Think like a Scientist: Physics-guided LLM Agent for Equation Discovery
2026-02-12 • Artificial Intelligence
Artificial IntelligenceMachine Learning
AI summaryⓘ
The authors created KeplerAgent, a system that mimics how scientists discover formulas by first finding physical properties before guessing equations. Unlike other methods that jump straight to guessing equations from data, KeplerAgent uses a step-by-step reasoning process with physics tools to guide its search. This approach helps it find more accurate and reliable formulas, especially when the data is noisy. They tested it on physics problems and it did better than other language model and traditional methods.

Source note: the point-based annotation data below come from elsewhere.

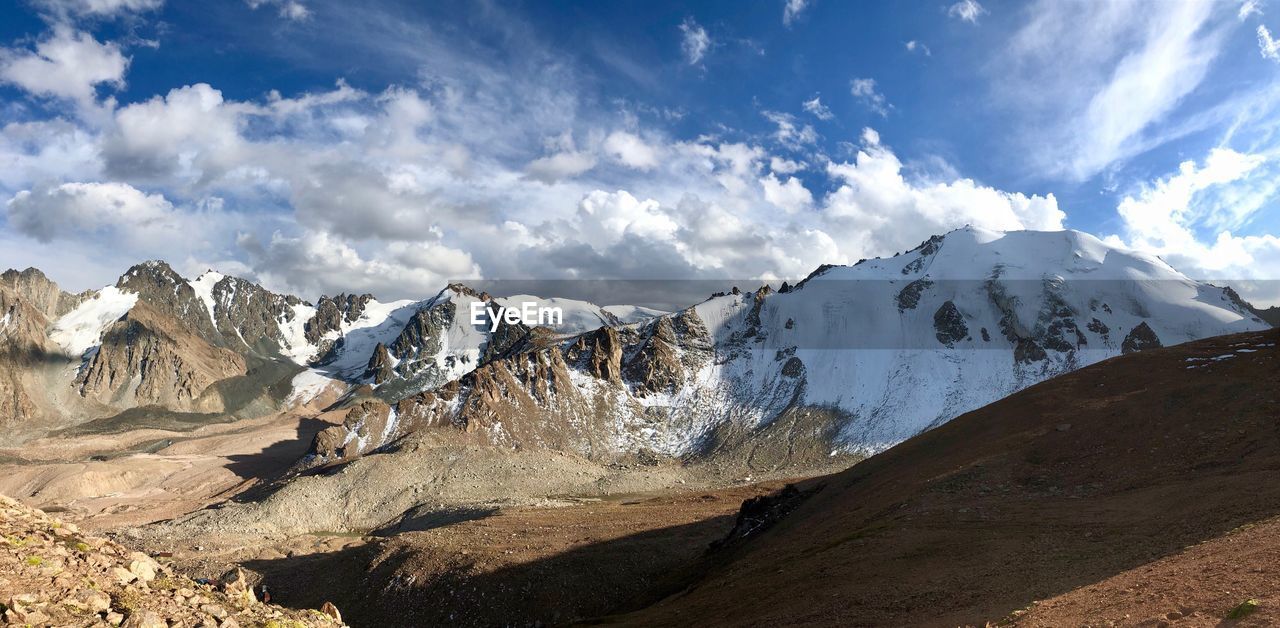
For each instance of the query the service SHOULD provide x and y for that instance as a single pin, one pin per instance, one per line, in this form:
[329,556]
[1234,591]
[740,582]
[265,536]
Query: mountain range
[851,360]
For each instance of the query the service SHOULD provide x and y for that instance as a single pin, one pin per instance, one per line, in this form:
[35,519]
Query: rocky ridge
[888,347]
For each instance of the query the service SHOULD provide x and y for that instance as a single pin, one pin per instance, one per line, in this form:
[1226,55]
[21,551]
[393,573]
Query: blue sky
[319,146]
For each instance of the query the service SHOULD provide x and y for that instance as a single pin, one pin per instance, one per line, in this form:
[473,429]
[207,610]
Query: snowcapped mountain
[855,358]
[224,345]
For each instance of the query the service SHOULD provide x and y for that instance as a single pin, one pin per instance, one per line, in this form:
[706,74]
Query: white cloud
[694,41]
[792,9]
[1249,8]
[287,9]
[819,110]
[631,150]
[864,90]
[63,9]
[876,207]
[71,209]
[492,168]
[1091,88]
[1189,218]
[789,132]
[967,10]
[1269,46]
[782,165]
[790,196]
[190,133]
[67,64]
[318,262]
[918,46]
[562,165]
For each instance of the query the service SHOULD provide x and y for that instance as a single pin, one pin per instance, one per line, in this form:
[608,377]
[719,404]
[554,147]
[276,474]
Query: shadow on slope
[275,459]
[480,576]
[1055,487]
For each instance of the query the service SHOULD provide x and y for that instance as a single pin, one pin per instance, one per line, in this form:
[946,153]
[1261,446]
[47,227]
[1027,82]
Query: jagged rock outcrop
[251,315]
[604,354]
[1141,338]
[949,324]
[366,425]
[149,358]
[168,294]
[333,311]
[39,292]
[739,361]
[379,365]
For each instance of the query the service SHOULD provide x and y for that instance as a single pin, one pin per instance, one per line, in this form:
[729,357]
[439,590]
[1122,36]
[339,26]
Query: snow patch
[81,329]
[204,287]
[307,385]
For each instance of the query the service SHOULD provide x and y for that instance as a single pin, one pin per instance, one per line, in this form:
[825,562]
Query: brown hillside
[1093,489]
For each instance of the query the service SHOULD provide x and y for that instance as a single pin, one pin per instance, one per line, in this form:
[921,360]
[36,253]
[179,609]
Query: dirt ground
[1139,491]
[522,565]
[105,481]
[1100,478]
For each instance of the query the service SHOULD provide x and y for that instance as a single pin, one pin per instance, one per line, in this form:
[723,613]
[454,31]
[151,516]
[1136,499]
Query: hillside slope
[54,574]
[853,360]
[1065,489]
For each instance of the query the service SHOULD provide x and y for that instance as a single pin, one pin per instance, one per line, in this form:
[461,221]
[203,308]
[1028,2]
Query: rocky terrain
[54,574]
[871,353]
[412,464]
[1130,493]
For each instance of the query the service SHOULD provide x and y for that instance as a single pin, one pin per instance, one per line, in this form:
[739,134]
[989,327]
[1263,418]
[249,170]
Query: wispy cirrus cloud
[694,41]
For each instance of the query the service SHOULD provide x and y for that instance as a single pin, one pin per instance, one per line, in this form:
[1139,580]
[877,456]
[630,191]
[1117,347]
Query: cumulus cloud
[631,150]
[790,132]
[694,41]
[1249,8]
[864,90]
[1188,218]
[967,10]
[1096,85]
[819,110]
[1267,46]
[67,64]
[876,201]
[918,46]
[316,262]
[72,209]
[792,9]
[790,196]
[479,169]
[562,165]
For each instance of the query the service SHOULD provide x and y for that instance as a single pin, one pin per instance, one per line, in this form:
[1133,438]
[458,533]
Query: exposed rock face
[739,361]
[39,292]
[150,358]
[250,315]
[169,296]
[379,365]
[910,296]
[656,365]
[1139,338]
[604,352]
[332,311]
[54,574]
[366,425]
[949,324]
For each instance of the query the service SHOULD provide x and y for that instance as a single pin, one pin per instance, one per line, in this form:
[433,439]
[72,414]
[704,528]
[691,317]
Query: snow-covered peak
[81,329]
[204,287]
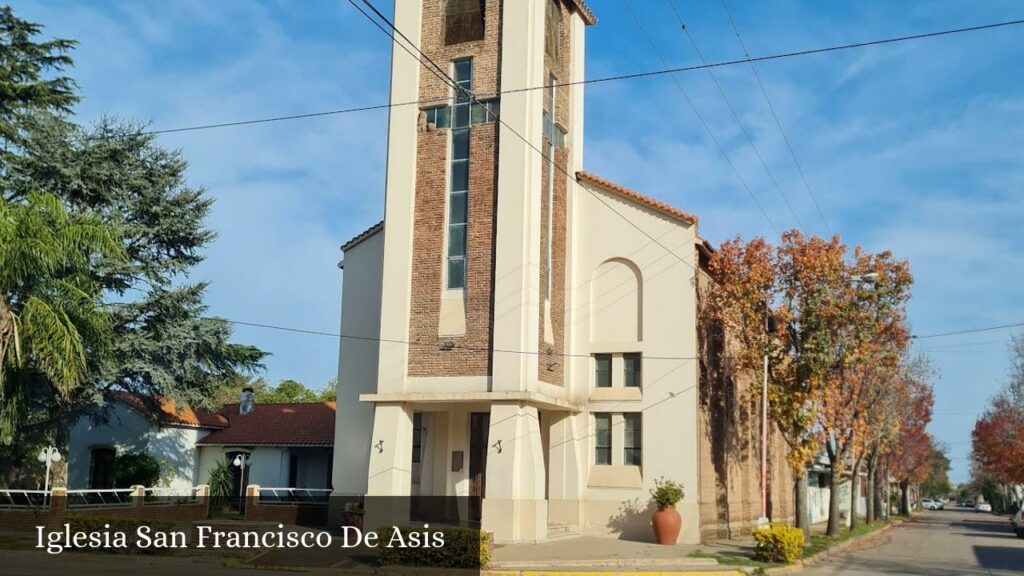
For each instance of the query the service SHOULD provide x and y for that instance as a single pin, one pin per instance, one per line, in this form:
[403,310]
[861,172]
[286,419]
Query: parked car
[1018,523]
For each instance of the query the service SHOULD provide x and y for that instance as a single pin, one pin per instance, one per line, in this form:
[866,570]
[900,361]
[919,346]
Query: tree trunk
[834,524]
[904,501]
[872,500]
[803,522]
[854,493]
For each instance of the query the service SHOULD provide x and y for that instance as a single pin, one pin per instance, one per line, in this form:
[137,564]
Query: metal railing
[294,495]
[169,496]
[100,498]
[24,498]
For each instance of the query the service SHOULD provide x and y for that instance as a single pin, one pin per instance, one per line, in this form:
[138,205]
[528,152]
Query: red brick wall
[551,366]
[470,356]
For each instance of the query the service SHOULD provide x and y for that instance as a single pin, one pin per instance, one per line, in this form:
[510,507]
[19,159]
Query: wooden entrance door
[479,423]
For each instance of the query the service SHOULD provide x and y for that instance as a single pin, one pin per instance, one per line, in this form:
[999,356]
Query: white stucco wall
[127,430]
[357,363]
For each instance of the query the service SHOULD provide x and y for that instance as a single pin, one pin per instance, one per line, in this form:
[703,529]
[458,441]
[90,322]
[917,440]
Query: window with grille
[459,175]
[602,370]
[463,21]
[632,440]
[602,439]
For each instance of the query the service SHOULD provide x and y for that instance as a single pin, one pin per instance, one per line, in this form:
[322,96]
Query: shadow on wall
[632,522]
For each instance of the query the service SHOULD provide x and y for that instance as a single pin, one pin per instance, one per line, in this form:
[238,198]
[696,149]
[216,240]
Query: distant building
[538,325]
[288,445]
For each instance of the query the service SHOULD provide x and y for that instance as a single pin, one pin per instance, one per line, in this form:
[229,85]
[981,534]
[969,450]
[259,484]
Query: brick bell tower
[476,248]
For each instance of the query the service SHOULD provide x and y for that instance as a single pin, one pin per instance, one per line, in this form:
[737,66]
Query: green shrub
[89,523]
[667,493]
[779,542]
[463,548]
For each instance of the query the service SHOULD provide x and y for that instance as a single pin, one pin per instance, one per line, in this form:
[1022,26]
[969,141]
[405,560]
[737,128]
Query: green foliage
[89,523]
[135,468]
[463,548]
[51,319]
[221,483]
[667,493]
[779,543]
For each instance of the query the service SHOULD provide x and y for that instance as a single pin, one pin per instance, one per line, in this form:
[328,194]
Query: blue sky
[916,147]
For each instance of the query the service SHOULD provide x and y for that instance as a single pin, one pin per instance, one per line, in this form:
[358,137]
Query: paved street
[940,543]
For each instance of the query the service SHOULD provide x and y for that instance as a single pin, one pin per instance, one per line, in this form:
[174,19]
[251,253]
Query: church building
[517,329]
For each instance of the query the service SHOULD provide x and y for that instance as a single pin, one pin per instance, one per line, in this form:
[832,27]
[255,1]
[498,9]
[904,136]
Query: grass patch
[820,542]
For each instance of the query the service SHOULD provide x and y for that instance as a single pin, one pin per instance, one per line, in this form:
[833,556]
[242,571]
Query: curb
[832,550]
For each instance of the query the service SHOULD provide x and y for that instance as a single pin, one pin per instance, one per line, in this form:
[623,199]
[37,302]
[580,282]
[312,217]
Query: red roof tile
[276,424]
[170,414]
[633,195]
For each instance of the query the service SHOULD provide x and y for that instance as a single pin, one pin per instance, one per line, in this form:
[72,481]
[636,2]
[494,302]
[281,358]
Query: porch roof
[538,399]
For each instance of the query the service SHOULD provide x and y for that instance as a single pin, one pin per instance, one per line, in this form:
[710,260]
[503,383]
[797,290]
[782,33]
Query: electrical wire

symbolic equation discoverylarge language modelssymbolic regressionphysical propertiessymmetryPySINDyPySRnoisy datascientific reasoningagentic framework
Authors
Jianke Yang, Ohm Venkatachalam, Mohammad Kianezhad, Sharvaree Vadgama, Rose Yu
Abstract
Explaining observed phenomena through symbolic, interpretable formulas is a fundamental goal of science. Recently, large language models (LLMs) have emerged as promising tools for symbolic equation discovery, owing to their broad domain knowledge and strong reasoning capabilities. However, most existing LLM-based systems try to guess equations directly from data, without modeling the multi-step reasoning process that scientists often follow: first inferring physical properties such as symmetries, then using these as priors to restrict the space of candidate equations. We introduce KeplerAgent, an agentic framework that explicitly follows this scientific reasoning process. The agent coordinates physics-based tools to extract intermediate structure and uses these results to configure symbolic regression engines such as PySINDy and PySR, including their function libraries and structural constraints. Across a suite of physical equation benchmarks, KeplerAgent achieves substantially higher symbolic accuracy and greater robustness to noisy data than both LLM and traditional baselines.